Increasing resistance of P.falciparum against conventional chemotherapy demands new pharmacological targets for the treatment of malaria. The NPP is required for the development and survival of the parasite, and blockage of the NPP results in inhibition of Plasmodium growth in vitro (Kutner et al., 1987; Kirk et al., 1993; Kirk and Horner, 1995; our own unpublished results). Thus, the NPP might be an excellent target for pharmacological treatment and prevention of malaria (Pasvol, 2001).

Functionally, the NPP is a Cl channel with significant permeability for organic osmolytes and cations (Ginsburg and Kirk, 1998). In the present study, oxidized cells hemolyzed in isosmotic carbohydrate solutions with a substrate specificity identical to that of infected cells. In addition, hemolysis of both infected and oxidized cells in sorbitol was inhibited by NPPB, glybenclamide and furosemide, all blockers which have been reported to inhibit NPP-associated hemolysis or tracer fluxes of infected cells (Ginsburg and Kirk, 1998). Moreover, in the present and a previous study (Kirk et al., 1994), DIDS (100 µM) inhibited ∼40% of the NPPB-inhibitable infection-induced hemolysis in sorbitol and ∼40–50% of the NPP-associated choline uptake by parasitized erythrocytes, respectively. Futhermore, DTE attenuated hemolysis of infected cells in sorbitol. In addition, DTE and GSH inhibited in infected cells, and oxidation induced in non-infected cells, two anion conductances that were inhibited by NPPB, DIDS, furosemide and glybenclamide with different efficacies. Although not proven directly, these data strongly suggest that the oxidation- and infection-induced (and reduction-inhibited) permeability of sorbitol (i.e. the NPP) was generated by the oxidation- and infection-induced (and reduction-inhibited) anion channels.

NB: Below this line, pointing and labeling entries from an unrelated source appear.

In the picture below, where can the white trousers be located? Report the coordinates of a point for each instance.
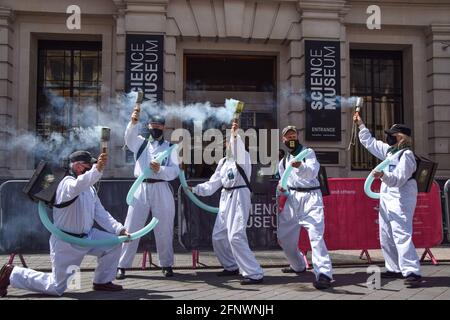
(158, 199)
(304, 209)
(65, 258)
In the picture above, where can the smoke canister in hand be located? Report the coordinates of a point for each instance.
(104, 138)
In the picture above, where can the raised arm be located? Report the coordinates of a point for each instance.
(212, 185)
(376, 147)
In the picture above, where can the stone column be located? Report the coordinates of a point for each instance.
(319, 20)
(6, 74)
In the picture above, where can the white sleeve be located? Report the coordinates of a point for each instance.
(376, 147)
(309, 168)
(212, 185)
(70, 188)
(402, 172)
(171, 170)
(105, 220)
(132, 138)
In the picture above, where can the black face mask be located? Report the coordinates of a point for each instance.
(156, 133)
(292, 144)
(391, 140)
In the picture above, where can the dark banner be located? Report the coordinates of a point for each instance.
(323, 90)
(145, 65)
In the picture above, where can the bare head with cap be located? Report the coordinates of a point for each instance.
(156, 125)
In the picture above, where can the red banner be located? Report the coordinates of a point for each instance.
(351, 217)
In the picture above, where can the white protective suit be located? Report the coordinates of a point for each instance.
(229, 234)
(77, 218)
(155, 197)
(398, 196)
(304, 209)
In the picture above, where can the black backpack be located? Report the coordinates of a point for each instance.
(321, 176)
(43, 184)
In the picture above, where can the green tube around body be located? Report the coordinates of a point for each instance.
(88, 242)
(194, 199)
(370, 178)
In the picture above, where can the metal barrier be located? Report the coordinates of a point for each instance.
(351, 219)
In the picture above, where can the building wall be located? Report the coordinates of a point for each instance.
(420, 29)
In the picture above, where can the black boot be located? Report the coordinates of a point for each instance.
(167, 272)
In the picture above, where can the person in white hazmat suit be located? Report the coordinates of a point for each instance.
(398, 197)
(77, 220)
(229, 236)
(303, 208)
(154, 194)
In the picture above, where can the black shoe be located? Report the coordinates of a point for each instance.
(391, 275)
(167, 272)
(120, 274)
(227, 273)
(324, 282)
(290, 270)
(413, 280)
(247, 281)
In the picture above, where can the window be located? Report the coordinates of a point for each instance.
(215, 77)
(69, 79)
(377, 77)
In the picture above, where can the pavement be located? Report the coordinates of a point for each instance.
(350, 277)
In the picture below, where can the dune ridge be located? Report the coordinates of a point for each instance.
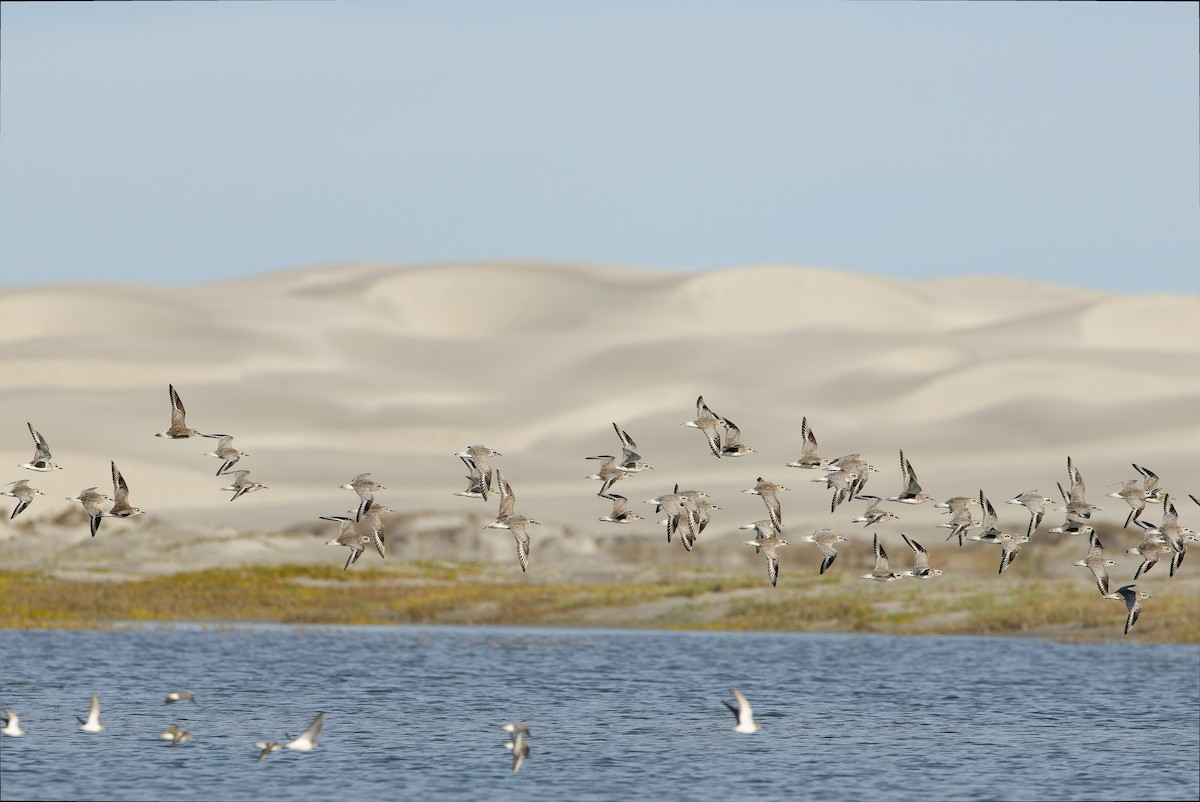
(330, 371)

NPPB, furosemide, DIDS and glybenclamide blocked the inwardly rectifying current with IC50s of >1 µM, >10 µM, >100 µM and >1 mM, respectively. The outwardly rectifying current, however, proved to be highly sensitive to all four blockers (IC50 0.1–10 µM). The inhibitor sensitivity of the oxidation-induced hemolysis in isosmotic sorbitol was similar to that of the outwardly rectifying current but only partially to that of the inward rectifier. This suggests that the outwardly rectifying current participates in the generation of the sorbitol pathway.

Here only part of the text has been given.